The folks at South Hill Forest Products wrapped up our first maple syrup boil of the season recently. We use wood fires to reduce our maple sap to syrup, a rustic method that is as time- and labor-intensive as it is rewarding. During our boils, students work around the clock. Students continuously chop wood, add sap to the boiling pans, and tend to the fires until the boil is complete.
Here's one student's account of our most recent boil:
By Ryan Price
Are you chopping?
Chop. Stir. Add Sap. Repeat.
Did you miss a piece of wood? Try to chop it again. It needs to be smaller.
Don’t stop pedaling the old air mattress pumps used as billows to blow air into the fires either. If the fires aren’t shooting flames out of their smoke stacks, they aren’t hot enough. Add more wood and more importantly add more air to the scorching wood. Singe the hair off your arms and hands as you wave old blue foam butt pads in front of the fire’s flames.
Taste the sap before you add it to the warming pan. You don’t want to ruin the batch. Also, don’t forget to check your boiling pan’s levels, too low and the sap could burn, too high and the sap won’t be boiling. Skim the foam off the top too. Don’t be afraid to taste it either.
Sip some coffee. Your shift doesn’t end till 3 a.m. and it’s only 10. Your speaker and phone died about two hours ago. Luckily, your head lamp light still works, even though the moon and fires light the forest. Your classmates hum campfires songs. Take a break for a second, drink some water. Chop wood while you wait for your relief to show up.

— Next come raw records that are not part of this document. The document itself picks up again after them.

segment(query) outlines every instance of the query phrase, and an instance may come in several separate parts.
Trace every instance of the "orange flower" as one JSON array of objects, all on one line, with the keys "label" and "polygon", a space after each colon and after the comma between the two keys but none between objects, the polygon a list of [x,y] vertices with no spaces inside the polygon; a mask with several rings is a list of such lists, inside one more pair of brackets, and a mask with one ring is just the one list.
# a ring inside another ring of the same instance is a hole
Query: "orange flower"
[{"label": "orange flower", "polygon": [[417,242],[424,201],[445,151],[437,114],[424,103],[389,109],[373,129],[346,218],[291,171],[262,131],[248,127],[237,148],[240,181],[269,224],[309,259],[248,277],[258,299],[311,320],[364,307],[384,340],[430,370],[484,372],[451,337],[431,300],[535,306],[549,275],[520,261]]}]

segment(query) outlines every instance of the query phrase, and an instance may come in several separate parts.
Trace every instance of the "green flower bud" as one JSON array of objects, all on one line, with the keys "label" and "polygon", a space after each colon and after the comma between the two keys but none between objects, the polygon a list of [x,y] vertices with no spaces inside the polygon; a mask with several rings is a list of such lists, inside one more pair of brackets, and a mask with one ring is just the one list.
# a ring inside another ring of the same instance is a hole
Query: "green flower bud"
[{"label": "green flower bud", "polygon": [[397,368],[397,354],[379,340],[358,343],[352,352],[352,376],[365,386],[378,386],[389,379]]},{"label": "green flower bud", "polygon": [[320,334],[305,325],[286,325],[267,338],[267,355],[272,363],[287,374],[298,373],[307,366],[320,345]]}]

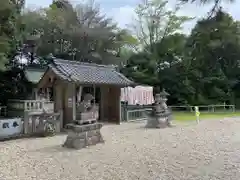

Go home that night. Fall asleep with ash smeared across your face. Smoke is your new deodorant of choice. Consider taking a shower, but don’t because you know you’ll cry once you wash away the dirt. Plus, in 8 hours after sitting through your classes, you’re going to be back in the sugar bush chopping wood and boiling more sap.
In teams of 4 or greater students worked 24/7 doing this. Students started boiling sap Monday, February 26 at 8 am and finished the outdoor portion of the boil Thursday afternoon. Working in a record time students boiled roughly 500 gallons of sap.
As the sap collected grew smaller and smaller so did the fires. The sap, which had turned into syrup, simmered in the pans and gained a higher and higher sugar concentration. Once they were sugary enough the pans were removed from the fire leaving behind a pile of burning ash with nothing to heat.